I was pretty disappointed when Boston wasn't on the list of cities where Fast Color played this spring - or maybe it was and I just wasn't checking times at the Liberty Tree Mall yet, but when you go out that far, is it still playing Boston? I have liked Gugu Mbatha-Raw in pretty much everything I've seen her in from Undercovers forward, and this sort of superheroes-meet-indie-film thing is my thing. Then I missed it at other times it played the area (as part of the Boston Women's Film Festival and Bright Lights) and more or less resigned myself to watching it on disc. I smiled big-time when I saw that the Brattle had not only included it in the "some of the best of 2019" program, but paired it with Captain Marvel. That's a potentially fun double feature!
So, yes, this worked out pretty well. It's always funny when I can move a disc from the "recent arrivals" shelf to the "stuff I've seen" ones, and while some might say it's a waste of money, it just makes it easier to push the disc into others' hands, especially if the movie vanishes from streaming services when the TV series version comes out, as movies are wont to do.
Fast Color
* * * ¼ (out of four)
Seen 12 January 2020 in The Brattle Theatre ([Some of] The Best of 2019, DCP)
Their work is just one of the elements that go into making Fast Color a nifty little movie, but I'll bet that the visual effects crew had fun with this one. What they do is simple to describe, but great-looking, with detail and room for imagination. That goes for the movie, too, which marries B-movie sci-fi to personal drama in immensely satisfying fashion.
Meet Ruth (Gugu Mbatha-Raw); she's been on the run across a near-future (or alternate-present) America which hasn't seen rain in years, capable of getting into trouble on her own but also hunted because her shaking fits correlate to earthquakes, and that's the sort of thing that gets sinister government types on your trail. For better or worse, her path has brought her back home to where her estranged mother Bo (Lorraine Toussaint) is raising Ruth's daughter Lila (Saniyya Sidney). They've got gifts, too, though not nearly as powerful or out-of-control as Ruth's, and Bo is all too aware that Ruth coming home doesn't just mean the possibility of government agents more dangerous than Sheriff Ellis (David Strathairn), but the sort of upheaval that a mother with Ruth's troubled history might bring to nine-year-old LIla.

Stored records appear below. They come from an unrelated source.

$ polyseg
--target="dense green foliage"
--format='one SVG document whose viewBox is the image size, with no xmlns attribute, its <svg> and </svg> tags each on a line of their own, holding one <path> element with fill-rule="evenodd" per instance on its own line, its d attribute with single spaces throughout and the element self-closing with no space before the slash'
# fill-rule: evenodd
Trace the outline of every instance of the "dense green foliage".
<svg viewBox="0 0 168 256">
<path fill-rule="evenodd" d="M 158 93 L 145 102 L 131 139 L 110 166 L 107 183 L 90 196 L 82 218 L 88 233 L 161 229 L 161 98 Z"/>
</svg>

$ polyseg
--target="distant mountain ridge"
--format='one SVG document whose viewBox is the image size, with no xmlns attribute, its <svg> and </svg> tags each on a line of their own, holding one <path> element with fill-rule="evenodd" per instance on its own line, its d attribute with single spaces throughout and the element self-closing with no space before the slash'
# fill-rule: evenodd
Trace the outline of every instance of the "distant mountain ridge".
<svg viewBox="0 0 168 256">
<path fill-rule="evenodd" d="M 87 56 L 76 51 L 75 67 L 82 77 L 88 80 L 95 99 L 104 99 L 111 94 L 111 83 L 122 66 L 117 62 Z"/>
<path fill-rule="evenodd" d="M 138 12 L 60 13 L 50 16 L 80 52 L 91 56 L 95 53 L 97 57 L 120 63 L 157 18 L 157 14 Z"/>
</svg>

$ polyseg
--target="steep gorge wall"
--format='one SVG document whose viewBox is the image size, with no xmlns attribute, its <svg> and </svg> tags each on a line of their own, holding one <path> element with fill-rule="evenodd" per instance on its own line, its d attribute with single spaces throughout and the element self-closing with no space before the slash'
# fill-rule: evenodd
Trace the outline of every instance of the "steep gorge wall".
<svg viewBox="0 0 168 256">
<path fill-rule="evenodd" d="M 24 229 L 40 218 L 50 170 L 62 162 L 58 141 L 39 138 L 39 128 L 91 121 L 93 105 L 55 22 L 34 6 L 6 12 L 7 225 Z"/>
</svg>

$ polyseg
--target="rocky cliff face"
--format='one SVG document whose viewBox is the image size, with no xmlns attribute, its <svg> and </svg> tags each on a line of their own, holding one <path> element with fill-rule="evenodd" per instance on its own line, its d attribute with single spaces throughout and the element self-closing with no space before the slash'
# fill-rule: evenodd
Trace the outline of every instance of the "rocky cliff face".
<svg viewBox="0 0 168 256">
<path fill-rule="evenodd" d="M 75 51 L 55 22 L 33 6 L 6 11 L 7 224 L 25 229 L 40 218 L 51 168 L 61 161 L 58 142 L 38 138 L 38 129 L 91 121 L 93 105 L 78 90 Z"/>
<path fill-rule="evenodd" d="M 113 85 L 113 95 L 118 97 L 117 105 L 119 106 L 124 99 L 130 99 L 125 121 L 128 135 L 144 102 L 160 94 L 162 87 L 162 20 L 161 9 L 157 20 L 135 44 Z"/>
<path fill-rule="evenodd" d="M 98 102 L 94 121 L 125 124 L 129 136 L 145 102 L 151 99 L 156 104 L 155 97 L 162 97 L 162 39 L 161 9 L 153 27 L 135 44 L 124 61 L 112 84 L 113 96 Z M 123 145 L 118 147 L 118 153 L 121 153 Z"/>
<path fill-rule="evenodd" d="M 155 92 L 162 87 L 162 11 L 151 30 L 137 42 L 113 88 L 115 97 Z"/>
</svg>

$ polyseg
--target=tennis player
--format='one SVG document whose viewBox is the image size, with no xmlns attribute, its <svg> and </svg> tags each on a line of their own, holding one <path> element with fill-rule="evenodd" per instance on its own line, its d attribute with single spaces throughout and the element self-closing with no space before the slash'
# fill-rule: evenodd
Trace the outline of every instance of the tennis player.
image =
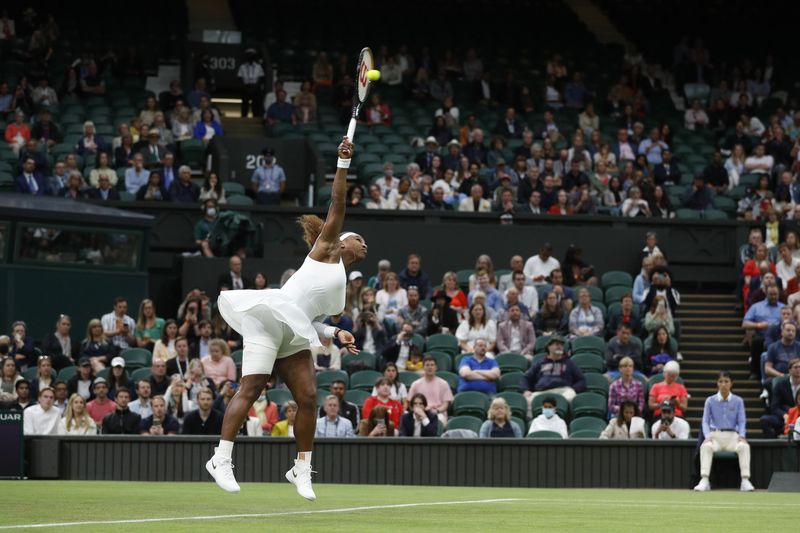
<svg viewBox="0 0 800 533">
<path fill-rule="evenodd" d="M 300 269 L 280 289 L 225 291 L 219 296 L 222 317 L 244 338 L 242 381 L 225 410 L 219 445 L 206 463 L 217 485 L 228 492 L 239 492 L 231 463 L 233 439 L 270 374 L 277 371 L 298 406 L 294 424 L 298 453 L 286 479 L 295 485 L 300 496 L 316 499 L 311 487 L 311 452 L 317 384 L 310 347 L 321 346 L 319 335 L 324 335 L 358 353 L 351 333 L 326 326 L 322 320 L 344 311 L 345 269 L 367 255 L 367 245 L 360 235 L 342 233 L 347 168 L 353 155 L 353 145 L 347 137 L 338 152 L 327 218 L 324 222 L 314 215 L 298 219 L 311 248 Z"/>
</svg>

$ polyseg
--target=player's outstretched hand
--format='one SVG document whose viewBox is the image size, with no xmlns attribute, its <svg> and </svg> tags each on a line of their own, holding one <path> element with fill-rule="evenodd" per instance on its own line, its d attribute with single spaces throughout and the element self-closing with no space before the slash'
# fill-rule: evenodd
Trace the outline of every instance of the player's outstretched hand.
<svg viewBox="0 0 800 533">
<path fill-rule="evenodd" d="M 353 337 L 353 334 L 349 331 L 340 330 L 339 331 L 339 342 L 342 344 L 343 347 L 347 348 L 347 351 L 351 354 L 357 354 L 360 350 L 356 348 L 356 339 Z"/>
<path fill-rule="evenodd" d="M 342 159 L 350 159 L 353 157 L 353 143 L 347 136 L 342 137 L 342 144 L 339 145 L 339 157 Z"/>
</svg>

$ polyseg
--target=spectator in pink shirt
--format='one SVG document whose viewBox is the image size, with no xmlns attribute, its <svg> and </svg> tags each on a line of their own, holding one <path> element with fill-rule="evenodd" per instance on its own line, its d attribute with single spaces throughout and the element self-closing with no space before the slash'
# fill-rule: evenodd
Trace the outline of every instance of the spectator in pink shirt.
<svg viewBox="0 0 800 533">
<path fill-rule="evenodd" d="M 231 358 L 228 343 L 222 339 L 212 339 L 208 343 L 208 353 L 200 360 L 206 377 L 211 378 L 218 387 L 226 379 L 236 381 L 236 363 Z"/>
</svg>

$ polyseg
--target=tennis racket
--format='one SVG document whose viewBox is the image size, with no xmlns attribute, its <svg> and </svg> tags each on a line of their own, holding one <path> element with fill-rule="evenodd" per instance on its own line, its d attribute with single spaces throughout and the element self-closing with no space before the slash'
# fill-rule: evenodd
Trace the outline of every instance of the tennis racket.
<svg viewBox="0 0 800 533">
<path fill-rule="evenodd" d="M 350 117 L 350 125 L 347 126 L 347 138 L 353 142 L 353 135 L 356 133 L 356 121 L 358 114 L 361 113 L 361 106 L 369 97 L 369 90 L 372 82 L 367 79 L 367 72 L 372 70 L 375 62 L 372 59 L 372 50 L 369 47 L 361 49 L 358 56 L 358 66 L 356 68 L 356 92 L 353 95 L 353 114 Z"/>
</svg>

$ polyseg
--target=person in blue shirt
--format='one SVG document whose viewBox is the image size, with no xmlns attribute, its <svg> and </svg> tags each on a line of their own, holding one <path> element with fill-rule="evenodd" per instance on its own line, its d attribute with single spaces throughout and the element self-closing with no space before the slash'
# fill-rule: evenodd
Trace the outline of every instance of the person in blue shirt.
<svg viewBox="0 0 800 533">
<path fill-rule="evenodd" d="M 250 178 L 253 192 L 256 193 L 259 204 L 278 205 L 281 203 L 281 194 L 286 189 L 286 173 L 283 167 L 275 162 L 275 151 L 272 148 L 264 148 L 261 155 L 264 163 Z"/>
<path fill-rule="evenodd" d="M 736 452 L 739 456 L 739 471 L 742 476 L 740 490 L 755 490 L 750 482 L 750 445 L 745 439 L 747 426 L 744 402 L 741 397 L 731 392 L 733 381 L 730 372 L 722 371 L 717 378 L 718 392 L 706 398 L 703 408 L 703 436 L 705 440 L 700 446 L 700 483 L 694 490 L 703 492 L 711 490 L 708 476 L 714 452 Z"/>
<path fill-rule="evenodd" d="M 742 328 L 753 332 L 750 341 L 750 378 L 758 380 L 761 374 L 761 352 L 764 351 L 764 333 L 774 325 L 780 324 L 781 308 L 784 304 L 778 301 L 780 291 L 775 285 L 767 288 L 767 299 L 754 303 L 747 310 L 742 320 Z"/>
<path fill-rule="evenodd" d="M 487 347 L 486 339 L 477 339 L 472 346 L 474 353 L 461 359 L 458 367 L 458 392 L 497 393 L 500 367 L 497 361 L 486 357 Z"/>
</svg>

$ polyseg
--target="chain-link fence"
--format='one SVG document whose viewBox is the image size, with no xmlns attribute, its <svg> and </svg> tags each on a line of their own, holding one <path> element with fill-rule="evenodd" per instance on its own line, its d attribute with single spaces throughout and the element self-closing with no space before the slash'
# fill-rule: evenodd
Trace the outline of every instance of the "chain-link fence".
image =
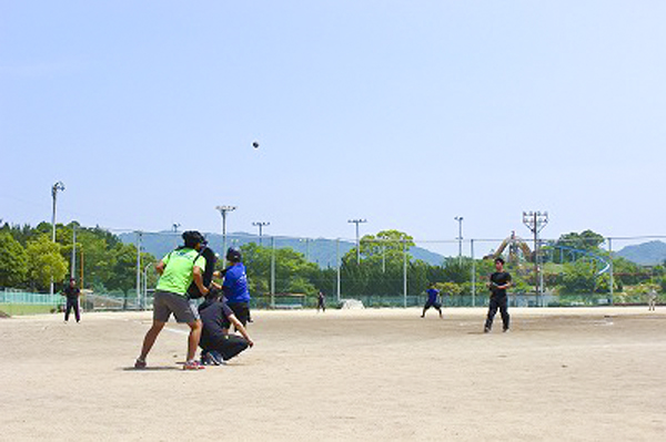
<svg viewBox="0 0 666 442">
<path fill-rule="evenodd" d="M 175 232 L 120 237 L 157 259 L 180 244 Z M 546 239 L 512 233 L 495 239 L 423 240 L 389 232 L 357 240 L 250 234 L 206 237 L 218 251 L 218 268 L 224 267 L 225 246 L 243 254 L 253 308 L 313 308 L 320 291 L 329 307 L 337 307 L 344 299 L 361 300 L 366 307 L 412 307 L 424 304 L 431 285 L 441 291 L 446 307 L 485 306 L 497 257 L 503 257 L 505 270 L 512 275 L 512 306 L 643 305 L 650 297 L 658 304 L 666 301 L 664 236 L 607 238 L 584 232 Z M 91 267 L 102 264 L 85 265 L 85 270 L 93 273 Z M 82 307 L 150 308 L 157 275 L 152 263 L 142 261 L 141 256 L 135 281 L 124 291 L 87 287 Z M 0 298 L 4 307 L 40 305 L 43 310 L 62 304 L 58 296 L 38 302 L 43 295 L 21 298 L 7 294 Z"/>
</svg>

On a certain surface level, Fast Color is a ton of sci-fi pieces that viewers have seen before but put together just right; the synth-heavy music and the slow apocalypse in the background recall a time when independent genre filmmakers didn't have a ton of money to fill every frame and would let the emptiness or dirty little details like signs referencing the water shortage put the audience in that other place. The filmmakers use the sense of doom hanging over the world to enhance not just the personal stakes for the rest of the film but the paranormal ones surrounding Ruth; even if the audience is at a point where it takes government scientists hunting people with strange powers for granted, the world teetering adds a bit of extra urgency, even as its familiarity keeps it from blotting out the more personal stories.